The Federation of the Left (, FdS) was an electoral alliance of communist political parties in Italy. The coalition was the evolution of the Anticapitalist and Communist List.

History
At the start, in May 2009, the federation included four distinct groups:
Communist Refoundation Party (PRC, communist, leader: Paolo Ferrero)
Party of Italian Communists (PdCI, communist, leader: Oliviero Diliberto)
Socialism 2000 (democratic-socialist, leader: Cesare Salvi)
Labour–Solidarity (socialist, leader: Gian Paolo Patta)

In the 2009 European Parliament election the list won 3.4% of the vote. Its strongholds were in Central and Southern Italy: Calabria (6.7%), Umbria (6.2%), Tuscany (5.1%), Basilicata (4.5%), Abruzzo (4.3%) and Marche (4.2%). The support for FdS followed a similar pattern in the 2010 regional elections, despite losing votes to Left Ecology Freedom.

The coalition held its first congress on 20–21 November 2010.

In September 2012 Socialism 2000 and Labour–Solidarity were merged into the Labour Party.

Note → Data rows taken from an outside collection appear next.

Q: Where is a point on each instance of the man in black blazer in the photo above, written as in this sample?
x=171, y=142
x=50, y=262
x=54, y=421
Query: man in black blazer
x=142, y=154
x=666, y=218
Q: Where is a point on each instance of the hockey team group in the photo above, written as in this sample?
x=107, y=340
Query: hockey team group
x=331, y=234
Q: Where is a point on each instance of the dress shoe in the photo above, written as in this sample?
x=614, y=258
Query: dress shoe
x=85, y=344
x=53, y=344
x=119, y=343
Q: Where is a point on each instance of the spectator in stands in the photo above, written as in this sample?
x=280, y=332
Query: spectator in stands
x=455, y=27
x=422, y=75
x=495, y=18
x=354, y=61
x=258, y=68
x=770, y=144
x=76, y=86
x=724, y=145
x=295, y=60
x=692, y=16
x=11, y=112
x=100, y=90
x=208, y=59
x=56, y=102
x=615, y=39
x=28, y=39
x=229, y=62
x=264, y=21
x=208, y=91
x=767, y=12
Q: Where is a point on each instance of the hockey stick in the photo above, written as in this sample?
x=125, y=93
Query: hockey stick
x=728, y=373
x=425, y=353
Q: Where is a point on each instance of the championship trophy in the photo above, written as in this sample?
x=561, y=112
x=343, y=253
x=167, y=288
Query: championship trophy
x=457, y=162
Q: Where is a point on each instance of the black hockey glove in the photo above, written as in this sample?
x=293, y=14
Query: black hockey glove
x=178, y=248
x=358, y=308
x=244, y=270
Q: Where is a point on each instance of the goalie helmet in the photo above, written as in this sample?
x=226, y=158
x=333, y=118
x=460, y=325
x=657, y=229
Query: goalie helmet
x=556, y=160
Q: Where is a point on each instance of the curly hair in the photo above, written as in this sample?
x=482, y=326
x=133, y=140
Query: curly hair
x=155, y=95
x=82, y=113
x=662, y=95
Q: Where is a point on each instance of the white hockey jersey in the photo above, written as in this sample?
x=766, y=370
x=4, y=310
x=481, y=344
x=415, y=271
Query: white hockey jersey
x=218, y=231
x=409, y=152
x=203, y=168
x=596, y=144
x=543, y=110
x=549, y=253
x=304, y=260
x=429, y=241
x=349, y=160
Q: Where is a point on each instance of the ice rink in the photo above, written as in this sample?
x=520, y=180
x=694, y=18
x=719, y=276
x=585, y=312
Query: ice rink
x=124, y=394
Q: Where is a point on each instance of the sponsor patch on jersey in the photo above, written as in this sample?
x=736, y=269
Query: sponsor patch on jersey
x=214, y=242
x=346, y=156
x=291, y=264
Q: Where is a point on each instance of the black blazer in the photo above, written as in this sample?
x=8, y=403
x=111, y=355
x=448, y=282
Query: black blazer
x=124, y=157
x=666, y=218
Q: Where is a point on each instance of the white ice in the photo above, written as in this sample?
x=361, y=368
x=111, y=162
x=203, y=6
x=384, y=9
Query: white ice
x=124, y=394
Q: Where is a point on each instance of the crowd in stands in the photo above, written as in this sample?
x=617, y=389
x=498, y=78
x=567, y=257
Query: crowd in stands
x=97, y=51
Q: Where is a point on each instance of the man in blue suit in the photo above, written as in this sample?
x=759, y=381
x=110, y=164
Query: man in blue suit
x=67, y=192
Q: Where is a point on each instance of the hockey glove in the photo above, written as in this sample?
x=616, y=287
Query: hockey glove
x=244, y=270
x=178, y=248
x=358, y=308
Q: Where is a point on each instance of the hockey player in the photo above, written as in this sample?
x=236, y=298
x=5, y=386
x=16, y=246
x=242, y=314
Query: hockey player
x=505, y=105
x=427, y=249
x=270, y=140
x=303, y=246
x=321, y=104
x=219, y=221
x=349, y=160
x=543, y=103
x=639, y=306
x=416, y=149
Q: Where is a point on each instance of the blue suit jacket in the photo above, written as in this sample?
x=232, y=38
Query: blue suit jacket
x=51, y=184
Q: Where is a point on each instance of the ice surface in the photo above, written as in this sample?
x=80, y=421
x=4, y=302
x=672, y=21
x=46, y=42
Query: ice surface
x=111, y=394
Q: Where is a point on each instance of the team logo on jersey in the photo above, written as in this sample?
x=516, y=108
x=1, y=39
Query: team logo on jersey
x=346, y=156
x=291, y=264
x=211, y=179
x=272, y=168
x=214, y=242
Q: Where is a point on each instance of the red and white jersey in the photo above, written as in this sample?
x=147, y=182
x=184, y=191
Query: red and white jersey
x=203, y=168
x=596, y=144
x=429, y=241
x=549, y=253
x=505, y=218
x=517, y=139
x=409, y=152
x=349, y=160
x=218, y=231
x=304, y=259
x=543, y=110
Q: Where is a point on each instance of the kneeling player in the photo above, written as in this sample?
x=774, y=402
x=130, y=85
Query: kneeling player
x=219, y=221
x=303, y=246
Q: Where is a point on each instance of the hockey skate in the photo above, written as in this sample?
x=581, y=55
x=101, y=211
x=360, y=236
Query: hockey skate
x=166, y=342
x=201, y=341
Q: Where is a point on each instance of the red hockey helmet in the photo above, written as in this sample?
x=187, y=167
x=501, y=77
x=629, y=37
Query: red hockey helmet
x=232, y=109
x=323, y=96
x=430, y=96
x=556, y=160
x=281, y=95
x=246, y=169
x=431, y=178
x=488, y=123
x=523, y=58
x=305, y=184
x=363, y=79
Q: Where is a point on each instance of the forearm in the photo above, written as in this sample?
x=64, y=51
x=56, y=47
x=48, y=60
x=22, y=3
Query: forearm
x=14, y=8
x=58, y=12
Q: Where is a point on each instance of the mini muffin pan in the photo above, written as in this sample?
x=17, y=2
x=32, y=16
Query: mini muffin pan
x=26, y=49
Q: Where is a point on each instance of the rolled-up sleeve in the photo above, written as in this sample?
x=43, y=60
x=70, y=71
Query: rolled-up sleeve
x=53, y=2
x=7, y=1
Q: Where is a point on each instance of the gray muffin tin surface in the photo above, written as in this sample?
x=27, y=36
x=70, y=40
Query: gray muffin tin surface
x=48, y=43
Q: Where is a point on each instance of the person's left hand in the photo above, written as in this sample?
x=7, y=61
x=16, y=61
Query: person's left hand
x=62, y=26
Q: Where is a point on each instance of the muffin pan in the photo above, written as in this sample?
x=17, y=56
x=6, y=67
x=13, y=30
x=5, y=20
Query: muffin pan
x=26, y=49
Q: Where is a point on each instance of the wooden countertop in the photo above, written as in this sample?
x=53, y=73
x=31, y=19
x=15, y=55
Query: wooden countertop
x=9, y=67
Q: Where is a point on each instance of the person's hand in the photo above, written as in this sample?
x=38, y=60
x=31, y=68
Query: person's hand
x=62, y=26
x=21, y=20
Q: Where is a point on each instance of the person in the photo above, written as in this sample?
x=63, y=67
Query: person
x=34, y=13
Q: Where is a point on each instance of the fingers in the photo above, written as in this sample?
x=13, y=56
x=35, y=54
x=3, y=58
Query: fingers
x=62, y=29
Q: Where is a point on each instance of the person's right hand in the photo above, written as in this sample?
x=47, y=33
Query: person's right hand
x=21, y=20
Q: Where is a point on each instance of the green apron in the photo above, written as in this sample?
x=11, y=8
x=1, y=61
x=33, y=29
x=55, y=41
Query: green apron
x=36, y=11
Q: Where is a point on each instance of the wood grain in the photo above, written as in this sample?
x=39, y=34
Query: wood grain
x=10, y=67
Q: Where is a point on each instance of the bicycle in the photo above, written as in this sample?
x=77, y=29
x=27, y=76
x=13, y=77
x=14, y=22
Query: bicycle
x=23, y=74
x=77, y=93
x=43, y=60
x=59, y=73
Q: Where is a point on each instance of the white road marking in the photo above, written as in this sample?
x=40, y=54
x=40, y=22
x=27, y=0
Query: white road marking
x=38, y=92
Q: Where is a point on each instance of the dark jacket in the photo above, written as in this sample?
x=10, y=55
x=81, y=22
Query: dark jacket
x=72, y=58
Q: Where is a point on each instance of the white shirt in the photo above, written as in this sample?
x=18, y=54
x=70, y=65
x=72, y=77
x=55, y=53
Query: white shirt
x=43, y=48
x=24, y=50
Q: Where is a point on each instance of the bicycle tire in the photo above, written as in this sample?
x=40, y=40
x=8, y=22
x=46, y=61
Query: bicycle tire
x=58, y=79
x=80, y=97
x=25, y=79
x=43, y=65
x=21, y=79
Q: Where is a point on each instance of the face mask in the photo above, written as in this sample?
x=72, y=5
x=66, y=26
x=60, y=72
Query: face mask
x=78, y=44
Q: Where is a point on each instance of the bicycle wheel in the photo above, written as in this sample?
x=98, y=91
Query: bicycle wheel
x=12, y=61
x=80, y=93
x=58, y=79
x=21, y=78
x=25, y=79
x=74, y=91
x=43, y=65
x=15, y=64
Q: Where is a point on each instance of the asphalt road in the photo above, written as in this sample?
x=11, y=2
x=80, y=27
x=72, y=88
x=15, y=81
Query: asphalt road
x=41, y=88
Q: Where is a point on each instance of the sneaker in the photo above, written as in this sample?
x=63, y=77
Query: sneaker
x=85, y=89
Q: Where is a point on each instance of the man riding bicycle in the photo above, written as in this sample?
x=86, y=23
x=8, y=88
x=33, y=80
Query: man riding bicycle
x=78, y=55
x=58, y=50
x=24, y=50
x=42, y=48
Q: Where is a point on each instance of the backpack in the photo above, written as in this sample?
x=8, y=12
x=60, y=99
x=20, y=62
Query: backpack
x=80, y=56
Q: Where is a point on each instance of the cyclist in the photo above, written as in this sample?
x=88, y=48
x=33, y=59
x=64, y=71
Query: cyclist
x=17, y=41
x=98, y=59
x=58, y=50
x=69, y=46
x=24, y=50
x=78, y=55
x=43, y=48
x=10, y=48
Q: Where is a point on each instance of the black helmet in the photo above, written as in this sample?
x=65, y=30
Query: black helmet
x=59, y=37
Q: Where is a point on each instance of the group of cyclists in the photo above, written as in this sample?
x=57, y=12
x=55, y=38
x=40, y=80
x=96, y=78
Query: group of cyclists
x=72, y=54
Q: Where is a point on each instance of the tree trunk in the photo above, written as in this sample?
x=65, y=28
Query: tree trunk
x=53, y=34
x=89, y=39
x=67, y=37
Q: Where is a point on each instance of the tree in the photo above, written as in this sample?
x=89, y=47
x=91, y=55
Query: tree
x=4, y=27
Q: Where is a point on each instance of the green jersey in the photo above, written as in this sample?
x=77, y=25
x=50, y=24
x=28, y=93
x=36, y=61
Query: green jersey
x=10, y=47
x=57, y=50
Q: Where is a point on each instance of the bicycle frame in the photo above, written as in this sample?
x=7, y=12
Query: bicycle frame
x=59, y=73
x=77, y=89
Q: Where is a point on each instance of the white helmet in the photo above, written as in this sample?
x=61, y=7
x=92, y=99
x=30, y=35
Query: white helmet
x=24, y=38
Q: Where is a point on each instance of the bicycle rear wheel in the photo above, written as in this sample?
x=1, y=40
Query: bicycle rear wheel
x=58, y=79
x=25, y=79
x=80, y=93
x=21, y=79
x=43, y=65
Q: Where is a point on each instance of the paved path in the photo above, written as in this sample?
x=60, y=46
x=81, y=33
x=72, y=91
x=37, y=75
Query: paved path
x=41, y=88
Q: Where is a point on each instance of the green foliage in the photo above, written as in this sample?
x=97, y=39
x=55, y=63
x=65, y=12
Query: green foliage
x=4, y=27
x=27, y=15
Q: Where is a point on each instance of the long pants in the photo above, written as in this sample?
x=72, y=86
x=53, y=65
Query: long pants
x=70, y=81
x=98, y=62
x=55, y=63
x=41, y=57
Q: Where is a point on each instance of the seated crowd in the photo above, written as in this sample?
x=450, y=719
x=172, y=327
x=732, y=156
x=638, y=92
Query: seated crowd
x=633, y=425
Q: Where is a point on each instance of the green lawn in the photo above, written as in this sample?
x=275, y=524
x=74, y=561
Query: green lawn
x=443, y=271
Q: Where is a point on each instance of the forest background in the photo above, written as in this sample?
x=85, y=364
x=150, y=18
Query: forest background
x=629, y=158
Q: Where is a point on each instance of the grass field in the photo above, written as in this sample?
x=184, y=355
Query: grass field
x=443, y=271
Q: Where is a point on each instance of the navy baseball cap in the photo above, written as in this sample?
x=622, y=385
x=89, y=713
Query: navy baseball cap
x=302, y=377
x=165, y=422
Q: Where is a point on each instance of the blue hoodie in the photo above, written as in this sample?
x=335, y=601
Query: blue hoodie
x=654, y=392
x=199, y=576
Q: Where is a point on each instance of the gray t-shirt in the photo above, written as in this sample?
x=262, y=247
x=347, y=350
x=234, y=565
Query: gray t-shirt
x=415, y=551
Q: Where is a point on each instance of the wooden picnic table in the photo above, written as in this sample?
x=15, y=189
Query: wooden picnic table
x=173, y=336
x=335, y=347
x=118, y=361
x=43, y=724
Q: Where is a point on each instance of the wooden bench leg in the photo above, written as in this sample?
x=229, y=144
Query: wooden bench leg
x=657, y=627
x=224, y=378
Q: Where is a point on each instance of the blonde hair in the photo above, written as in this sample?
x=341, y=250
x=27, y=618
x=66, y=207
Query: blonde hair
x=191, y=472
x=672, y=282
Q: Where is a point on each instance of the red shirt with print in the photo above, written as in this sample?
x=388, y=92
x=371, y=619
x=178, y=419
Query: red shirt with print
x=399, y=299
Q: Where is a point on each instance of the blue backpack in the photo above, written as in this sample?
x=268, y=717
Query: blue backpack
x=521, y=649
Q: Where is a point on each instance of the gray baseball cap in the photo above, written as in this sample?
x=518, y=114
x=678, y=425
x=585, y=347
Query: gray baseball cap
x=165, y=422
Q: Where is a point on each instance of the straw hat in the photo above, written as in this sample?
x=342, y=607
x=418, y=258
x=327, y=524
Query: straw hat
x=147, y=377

In November 2012 the FdS was de facto suspended as its two main constituents, the PRC and the PdCI, did not agree on how to participate to the 2013 general election, and the PdCI chose to take part to the primary election organized by Italy. Common Good.

In December 2012, la the PRC and the PdCI support list Ingroia "Civil Revolution" to create a fourth pole and a new hope.

Election results

European Parliament

Regional councils

Leadership 
Spokesmen were Paolo Ferrero (2009–2010), Cesare Salvi (2010), Oliviero Diliberto (2010–2011) and Massimo Rossi (2011–2012).